Daniel: Yes! The year before last, I had a pair of students perform in a category called Duo and became the national runner-ups. Both of them came out to me as queer during the school year. It’s definitely one of the safest spaces for queer students. It’s where I found my safe space.
A session is about 30 to 60 minutes, once or twice a week. My critiques are always based on honesty. I want them to connect with the literature, and I want to forget that I’m listening to a high school student. I want to believe what I’m seeing and hearing.
Josh: OBVIOUSLY, HIGH SCHOOL IS A TIME OF CHANGE FOR TEENAGERS. WHAT ARE THE MOST DIFFICULT ASPECTS OF WORKING WITH THAT AGE GROUP?
Daniel: When kids have issues at home that you have no way to influence. All you can do is try to make their life better when they’re with you. What they have to go home to makes it hard for them to do well in school, and often my most successful students, who pour themselves most into a performance, have life experiences that most people will never have.

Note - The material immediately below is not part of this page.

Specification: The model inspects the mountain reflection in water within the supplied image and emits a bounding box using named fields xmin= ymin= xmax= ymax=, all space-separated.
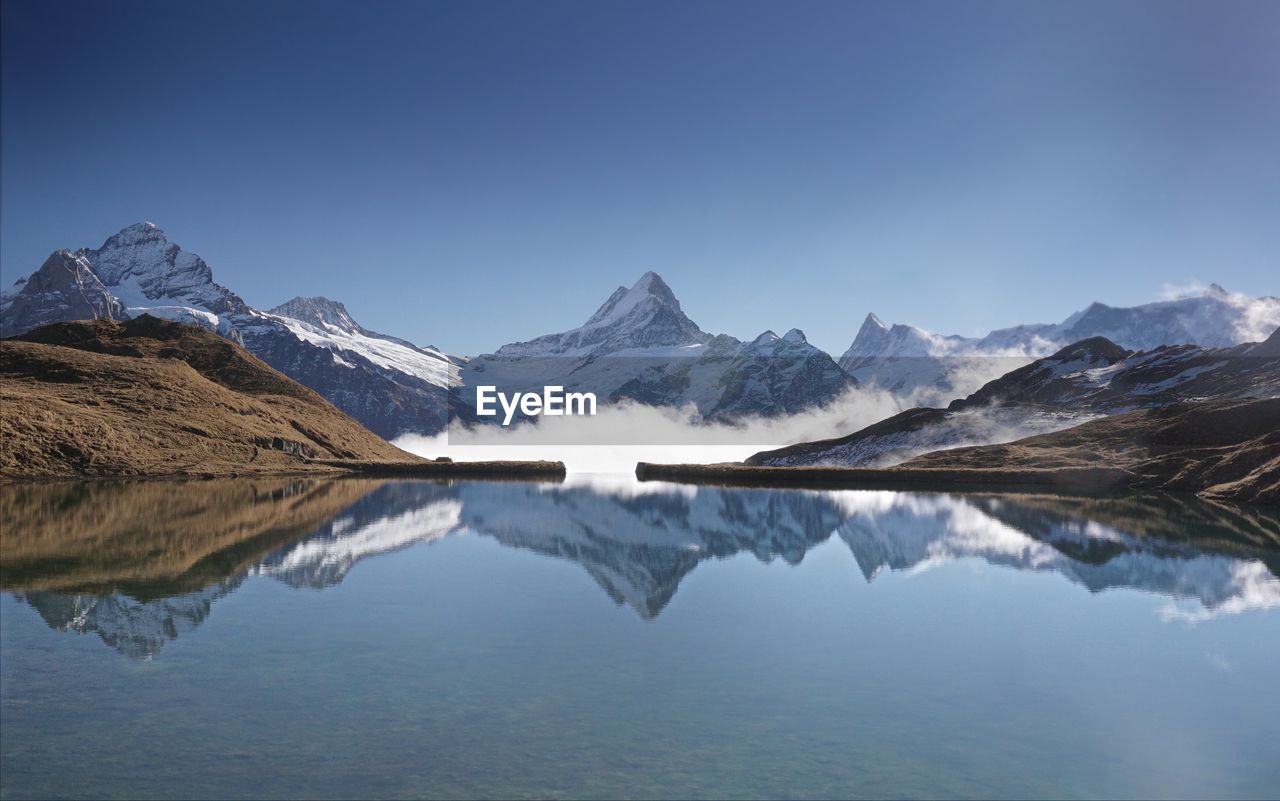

The upside is that if you can get that kid to a level of performance where they’re nationally competitive, there are colleges that will pay their full tuition. In the last 4 years, I’ve gotten 4 kids full rides to school because they performed in the national rounds and got recruited. These are kids who would have never been able to attend without it.
[A karaoke singer grows in volume in the background] Is that a person?
[Josh and Daniel stopped as a young woman singing the high notes in “I Believe in a Thing Called Love.” You go, Glenn Coco.]
Josh: FOR OUR READERS WHO CAN’T SEE, I WANT TO HIGHLIGHT THE LOVE EXUDING FROM THIS MAN WHEN HE TALKS ABOUT HIS STUDENTS.
Daniel: This is the thing that is my number one. I don’t care how many chorus rehearsals I miss. I’ve missed 2 CPP’s for my students. Kids are smart and so cool. They keep me young. I’m not getting a Tick Tock, though.
Josh: WHAT THE HELL IS THAT? ANYWAY… I’VE HAD THE PLEASURE OF TALKING TO A FEW EDUCATORS, AND PERHAPS WHAT I FIND MOST COMPELLING IS THAT YOU DO THIS ALONGSIDE YOUR PROFESSIONAL CAREER. I DON’T WANT TO LEAVE OUT THE CONCRETE WORK YOU’VE DONE FOR THE CHORUS, THOUGH. WE ARE GRATEFUL FOR YOU.
Daniel: Thank you. I’ve done fundraising for other non-profits for 10 years, and the chorus provided me the opportunity to use my professional skills. Having 3 full-time people to operate an organization this size is not sustainable. I joined the Board of Directors last year, and this year I chaired the Development Committee. As a musical theater performer, I’ve done a lot of choreography, and I’m doing a lot of it for the holiday show.
I also worked with Sing It Forward last year, and this year I’ve been able to organize efforts for Give to the Max Day, where we doubled what we raised last year – $8,000! And now, we’re just scratching the surface. We’ve only taken a small piece of what we deserve, and in working together, we can get all that we deserve. Not only can we sing, we can do the advocacy work that we want to do. If we want to get out of the Cities, to travel, it will cost money. With Gerald on board and a new Executive Director, now is the time! It will take more than me; everybody in the chorus will have to decide it’s something that matters to us. I don’t know how long I’ll be here, but as long as I’m here, that will be my focus.